I would like to take an object and remove some methods from it.
i.e. I have internally have an object with getter/setters on it and I want to give external users access to it. I don't want them to have access to the setter functions.
I don't want to change original object reference by removing methods from it but create a new object reference that points to the same object but has less methods on it.
- How would I go about doing this?
- Is this a design-pattern?
- Are there well known solutions for these kinds of problems?
I have an implementation of this function
var readOnly = function(obj, publicData) {
// create a new object so that obj isn't effected
var object = new obj.constructor;
// remove all its public keys
_.each(object, function(val, key) {
delete object[key];
});
// bind all references to obj
_.bindAll(obj);
// for each public method give access to it
_.each(publicData, function(val) {
object[val] = obj[val];
});
return object;
};
See live example, _.each
_.bindAll
For all intended purposes the object returned should be the same as the original object except some of the methods aren't there anymore.

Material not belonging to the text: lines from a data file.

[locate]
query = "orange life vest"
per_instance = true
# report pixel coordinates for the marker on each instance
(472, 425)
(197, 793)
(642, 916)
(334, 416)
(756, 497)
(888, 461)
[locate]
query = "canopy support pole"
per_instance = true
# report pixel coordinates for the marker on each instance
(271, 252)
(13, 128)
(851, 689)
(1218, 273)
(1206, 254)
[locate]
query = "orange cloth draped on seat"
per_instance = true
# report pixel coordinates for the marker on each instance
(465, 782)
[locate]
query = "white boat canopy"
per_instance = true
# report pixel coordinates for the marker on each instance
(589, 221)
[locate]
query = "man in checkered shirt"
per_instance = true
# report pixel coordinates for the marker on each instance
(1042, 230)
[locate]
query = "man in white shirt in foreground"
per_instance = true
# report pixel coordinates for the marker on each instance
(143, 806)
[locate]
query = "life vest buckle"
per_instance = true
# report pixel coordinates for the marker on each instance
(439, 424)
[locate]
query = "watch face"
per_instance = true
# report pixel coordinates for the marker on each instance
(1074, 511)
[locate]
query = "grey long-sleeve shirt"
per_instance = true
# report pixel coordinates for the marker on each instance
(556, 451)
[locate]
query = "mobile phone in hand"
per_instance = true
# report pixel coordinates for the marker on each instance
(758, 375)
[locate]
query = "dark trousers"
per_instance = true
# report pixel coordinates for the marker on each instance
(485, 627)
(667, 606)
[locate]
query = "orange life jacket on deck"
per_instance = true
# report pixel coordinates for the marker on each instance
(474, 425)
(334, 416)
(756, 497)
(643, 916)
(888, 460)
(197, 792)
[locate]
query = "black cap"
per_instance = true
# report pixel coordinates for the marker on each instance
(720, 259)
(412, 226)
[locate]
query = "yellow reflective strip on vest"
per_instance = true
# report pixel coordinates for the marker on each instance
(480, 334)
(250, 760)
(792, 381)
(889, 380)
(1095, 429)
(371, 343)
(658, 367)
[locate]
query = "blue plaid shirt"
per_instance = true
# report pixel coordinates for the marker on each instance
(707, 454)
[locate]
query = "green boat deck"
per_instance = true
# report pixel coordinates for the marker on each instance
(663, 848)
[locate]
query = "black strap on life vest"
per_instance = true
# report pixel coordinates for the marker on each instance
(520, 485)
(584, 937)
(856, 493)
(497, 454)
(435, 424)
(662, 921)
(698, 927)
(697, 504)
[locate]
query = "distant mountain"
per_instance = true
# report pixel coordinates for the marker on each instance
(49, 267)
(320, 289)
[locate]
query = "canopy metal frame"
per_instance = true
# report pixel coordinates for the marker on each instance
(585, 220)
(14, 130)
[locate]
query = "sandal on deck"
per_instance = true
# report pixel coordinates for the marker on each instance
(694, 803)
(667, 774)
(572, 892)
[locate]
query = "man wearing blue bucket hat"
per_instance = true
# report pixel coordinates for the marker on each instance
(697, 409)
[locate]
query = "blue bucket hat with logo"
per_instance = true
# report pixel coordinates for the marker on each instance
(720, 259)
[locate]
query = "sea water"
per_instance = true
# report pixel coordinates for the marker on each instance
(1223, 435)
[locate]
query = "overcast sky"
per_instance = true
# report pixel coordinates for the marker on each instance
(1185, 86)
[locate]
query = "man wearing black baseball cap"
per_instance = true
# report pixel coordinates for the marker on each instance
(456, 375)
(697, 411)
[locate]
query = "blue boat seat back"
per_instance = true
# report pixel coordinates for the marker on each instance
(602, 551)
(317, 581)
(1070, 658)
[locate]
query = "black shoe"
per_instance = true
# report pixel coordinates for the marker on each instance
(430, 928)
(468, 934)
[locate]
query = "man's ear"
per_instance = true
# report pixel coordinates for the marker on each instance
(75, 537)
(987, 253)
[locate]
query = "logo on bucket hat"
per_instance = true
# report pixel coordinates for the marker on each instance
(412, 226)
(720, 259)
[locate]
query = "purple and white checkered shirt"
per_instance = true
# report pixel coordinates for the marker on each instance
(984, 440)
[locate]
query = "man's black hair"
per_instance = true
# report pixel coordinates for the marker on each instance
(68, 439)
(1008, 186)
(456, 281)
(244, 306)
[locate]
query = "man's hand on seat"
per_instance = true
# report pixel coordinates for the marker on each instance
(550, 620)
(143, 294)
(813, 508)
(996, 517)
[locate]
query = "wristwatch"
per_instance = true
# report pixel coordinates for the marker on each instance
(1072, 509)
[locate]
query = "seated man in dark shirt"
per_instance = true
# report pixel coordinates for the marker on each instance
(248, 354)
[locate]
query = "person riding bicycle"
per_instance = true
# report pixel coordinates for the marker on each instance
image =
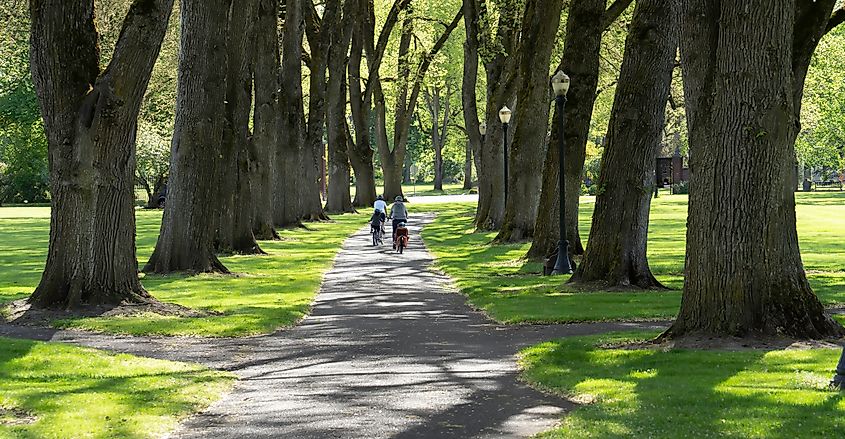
(398, 213)
(381, 208)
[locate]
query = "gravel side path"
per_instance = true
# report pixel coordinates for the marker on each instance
(389, 351)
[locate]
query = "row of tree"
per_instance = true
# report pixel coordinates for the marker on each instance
(233, 181)
(744, 67)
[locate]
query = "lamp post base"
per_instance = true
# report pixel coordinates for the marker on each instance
(562, 265)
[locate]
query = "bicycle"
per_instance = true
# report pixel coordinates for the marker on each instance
(378, 238)
(400, 242)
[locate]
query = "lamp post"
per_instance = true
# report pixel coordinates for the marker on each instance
(505, 116)
(560, 85)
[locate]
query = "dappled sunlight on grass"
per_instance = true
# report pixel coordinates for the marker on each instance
(500, 281)
(54, 390)
(266, 292)
(687, 393)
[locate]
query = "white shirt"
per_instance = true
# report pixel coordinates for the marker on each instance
(380, 206)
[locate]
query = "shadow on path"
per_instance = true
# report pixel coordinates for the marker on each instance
(388, 351)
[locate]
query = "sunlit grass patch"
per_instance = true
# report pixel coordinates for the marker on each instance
(267, 292)
(687, 393)
(50, 390)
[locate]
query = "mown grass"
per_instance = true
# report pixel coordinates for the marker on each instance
(50, 390)
(267, 292)
(677, 393)
(498, 280)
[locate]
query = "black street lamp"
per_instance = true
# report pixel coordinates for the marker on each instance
(560, 85)
(505, 116)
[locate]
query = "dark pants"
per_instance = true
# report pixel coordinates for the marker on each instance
(396, 222)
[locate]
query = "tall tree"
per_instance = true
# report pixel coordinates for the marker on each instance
(616, 251)
(409, 86)
(185, 242)
(288, 208)
(499, 54)
(586, 21)
(542, 17)
(266, 117)
(469, 96)
(90, 118)
(234, 230)
(744, 274)
(438, 104)
(339, 198)
(318, 30)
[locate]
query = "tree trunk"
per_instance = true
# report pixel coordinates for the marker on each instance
(187, 229)
(360, 153)
(468, 167)
(469, 98)
(528, 148)
(265, 137)
(91, 145)
(339, 198)
(288, 210)
(234, 232)
(744, 274)
(616, 250)
(581, 62)
(501, 72)
(319, 35)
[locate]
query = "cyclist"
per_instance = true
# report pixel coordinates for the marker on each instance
(381, 209)
(399, 214)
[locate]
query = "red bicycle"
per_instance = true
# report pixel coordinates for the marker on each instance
(400, 241)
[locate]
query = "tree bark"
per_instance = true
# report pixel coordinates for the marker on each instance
(90, 119)
(581, 62)
(318, 31)
(266, 117)
(501, 73)
(744, 275)
(528, 148)
(616, 251)
(288, 209)
(438, 132)
(234, 232)
(339, 199)
(360, 153)
(469, 97)
(185, 242)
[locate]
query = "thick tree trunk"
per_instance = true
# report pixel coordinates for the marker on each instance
(616, 250)
(318, 32)
(360, 153)
(266, 118)
(187, 229)
(501, 72)
(91, 145)
(339, 198)
(469, 97)
(581, 62)
(744, 274)
(528, 149)
(234, 232)
(468, 166)
(288, 209)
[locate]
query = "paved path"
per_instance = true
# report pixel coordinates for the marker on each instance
(389, 351)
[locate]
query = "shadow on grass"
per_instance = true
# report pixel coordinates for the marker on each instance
(83, 392)
(687, 393)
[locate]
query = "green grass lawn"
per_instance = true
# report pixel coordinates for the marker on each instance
(50, 390)
(498, 280)
(647, 393)
(268, 292)
(425, 189)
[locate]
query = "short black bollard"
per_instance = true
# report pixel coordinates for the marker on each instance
(839, 379)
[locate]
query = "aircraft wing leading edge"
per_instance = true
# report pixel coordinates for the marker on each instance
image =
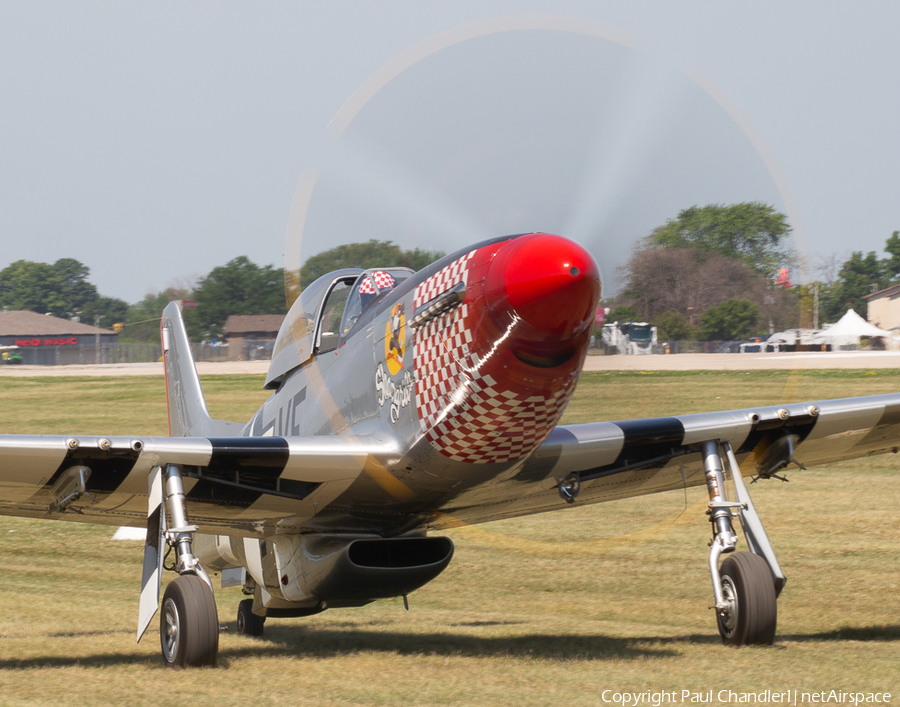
(237, 482)
(627, 458)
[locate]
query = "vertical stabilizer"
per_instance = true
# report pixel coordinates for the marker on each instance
(188, 416)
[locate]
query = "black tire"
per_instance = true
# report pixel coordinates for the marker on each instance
(747, 583)
(249, 624)
(189, 624)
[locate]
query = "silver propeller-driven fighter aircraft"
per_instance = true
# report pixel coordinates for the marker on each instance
(406, 403)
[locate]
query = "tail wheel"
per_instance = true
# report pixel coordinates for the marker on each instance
(249, 624)
(752, 613)
(189, 624)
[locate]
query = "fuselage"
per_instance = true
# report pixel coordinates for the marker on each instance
(466, 367)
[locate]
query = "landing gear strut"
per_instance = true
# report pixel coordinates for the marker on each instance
(189, 623)
(747, 584)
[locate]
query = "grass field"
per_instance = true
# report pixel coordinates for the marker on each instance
(546, 610)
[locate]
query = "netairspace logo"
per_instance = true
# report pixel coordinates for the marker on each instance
(787, 697)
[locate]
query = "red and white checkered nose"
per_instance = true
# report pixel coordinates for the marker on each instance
(494, 374)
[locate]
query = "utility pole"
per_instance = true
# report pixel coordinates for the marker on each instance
(815, 305)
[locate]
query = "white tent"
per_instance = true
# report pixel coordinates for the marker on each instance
(848, 330)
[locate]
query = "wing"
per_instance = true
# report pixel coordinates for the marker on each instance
(614, 460)
(232, 483)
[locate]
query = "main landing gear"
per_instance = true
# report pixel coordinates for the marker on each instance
(188, 622)
(747, 583)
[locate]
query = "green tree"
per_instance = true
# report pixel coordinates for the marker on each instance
(859, 276)
(672, 326)
(733, 318)
(77, 292)
(142, 319)
(104, 311)
(752, 231)
(37, 287)
(238, 287)
(891, 264)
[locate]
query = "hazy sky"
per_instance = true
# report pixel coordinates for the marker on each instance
(154, 141)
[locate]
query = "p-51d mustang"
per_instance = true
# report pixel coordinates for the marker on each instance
(406, 403)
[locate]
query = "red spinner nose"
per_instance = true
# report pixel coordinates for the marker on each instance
(547, 282)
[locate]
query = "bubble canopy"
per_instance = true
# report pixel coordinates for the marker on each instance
(325, 312)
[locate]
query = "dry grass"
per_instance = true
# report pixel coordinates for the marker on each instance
(550, 609)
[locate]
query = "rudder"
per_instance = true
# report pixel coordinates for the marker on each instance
(188, 415)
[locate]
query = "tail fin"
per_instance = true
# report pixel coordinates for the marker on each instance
(188, 416)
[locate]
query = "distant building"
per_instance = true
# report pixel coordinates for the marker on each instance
(47, 341)
(884, 308)
(252, 336)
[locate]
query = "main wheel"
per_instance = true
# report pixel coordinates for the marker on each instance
(189, 624)
(750, 592)
(249, 624)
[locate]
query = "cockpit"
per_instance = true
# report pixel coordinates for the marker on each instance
(327, 313)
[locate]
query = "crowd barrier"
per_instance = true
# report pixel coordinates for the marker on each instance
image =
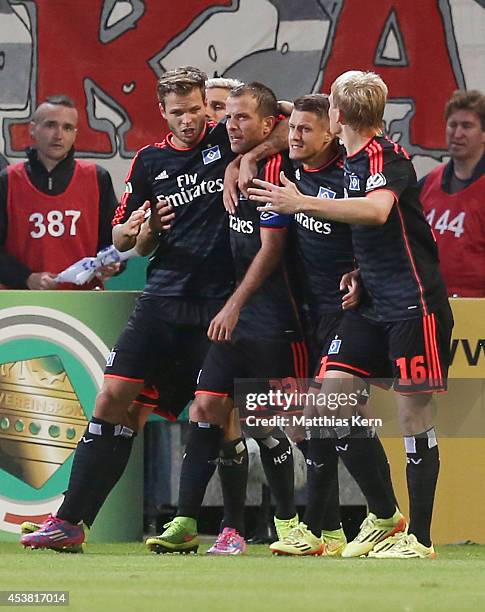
(53, 346)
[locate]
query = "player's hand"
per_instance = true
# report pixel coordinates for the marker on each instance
(285, 199)
(350, 283)
(248, 171)
(108, 271)
(223, 324)
(131, 227)
(40, 281)
(230, 196)
(161, 221)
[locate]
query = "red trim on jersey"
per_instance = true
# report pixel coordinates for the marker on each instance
(346, 365)
(326, 165)
(300, 359)
(411, 259)
(214, 393)
(398, 148)
(428, 349)
(433, 344)
(145, 404)
(124, 378)
(376, 157)
(361, 148)
(272, 169)
(396, 199)
(121, 209)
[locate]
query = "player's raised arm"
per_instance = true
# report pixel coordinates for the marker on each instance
(371, 210)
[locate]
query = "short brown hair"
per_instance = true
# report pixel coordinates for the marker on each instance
(361, 97)
(181, 81)
(472, 100)
(313, 103)
(265, 97)
(55, 100)
(222, 82)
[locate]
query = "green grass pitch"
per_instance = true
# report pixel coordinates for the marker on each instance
(123, 577)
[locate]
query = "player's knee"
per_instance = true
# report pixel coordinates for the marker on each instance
(209, 409)
(112, 402)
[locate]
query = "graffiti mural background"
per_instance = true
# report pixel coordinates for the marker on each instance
(107, 55)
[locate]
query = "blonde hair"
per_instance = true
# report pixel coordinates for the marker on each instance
(361, 97)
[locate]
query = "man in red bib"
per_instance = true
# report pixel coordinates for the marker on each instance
(54, 210)
(453, 197)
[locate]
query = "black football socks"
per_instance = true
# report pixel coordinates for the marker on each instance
(277, 460)
(423, 465)
(198, 465)
(99, 461)
(233, 472)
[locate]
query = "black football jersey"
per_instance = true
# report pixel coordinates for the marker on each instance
(323, 248)
(398, 260)
(193, 259)
(271, 310)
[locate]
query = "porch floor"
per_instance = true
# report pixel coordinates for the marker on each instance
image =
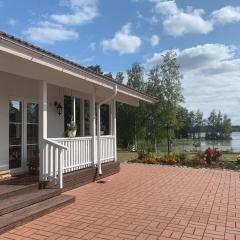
(10, 186)
(147, 202)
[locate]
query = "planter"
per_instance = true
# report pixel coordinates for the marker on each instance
(72, 134)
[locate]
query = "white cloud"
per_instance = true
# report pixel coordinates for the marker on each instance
(211, 77)
(88, 60)
(83, 11)
(46, 32)
(226, 15)
(12, 22)
(124, 42)
(154, 40)
(92, 46)
(178, 21)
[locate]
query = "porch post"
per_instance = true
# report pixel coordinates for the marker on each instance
(74, 109)
(114, 129)
(93, 127)
(98, 139)
(42, 127)
(82, 117)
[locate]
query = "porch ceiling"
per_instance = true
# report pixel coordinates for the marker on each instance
(22, 61)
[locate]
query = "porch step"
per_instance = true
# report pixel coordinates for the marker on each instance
(8, 190)
(26, 214)
(14, 203)
(5, 174)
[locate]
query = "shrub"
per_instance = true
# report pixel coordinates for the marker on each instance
(150, 160)
(171, 160)
(238, 159)
(181, 157)
(212, 154)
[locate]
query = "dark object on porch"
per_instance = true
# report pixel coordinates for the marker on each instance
(87, 175)
(33, 163)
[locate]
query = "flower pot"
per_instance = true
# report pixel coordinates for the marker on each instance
(72, 133)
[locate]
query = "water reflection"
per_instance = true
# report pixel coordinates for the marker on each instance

The internal this
reference should not break in any of the functions. The prototype chains should not break.
- What would be an intuitive name for such a function?
- Are there any pitfalls with my current implementation that I should be aware of?
What you should do is use a Facade Pattern that only has the methods you want to keep and Delegation Pattern to delegate those methods to an instance of the original object. With the rich reflection that is available with Javascript you should be able to generate these Facades programmaticlly fairly easily.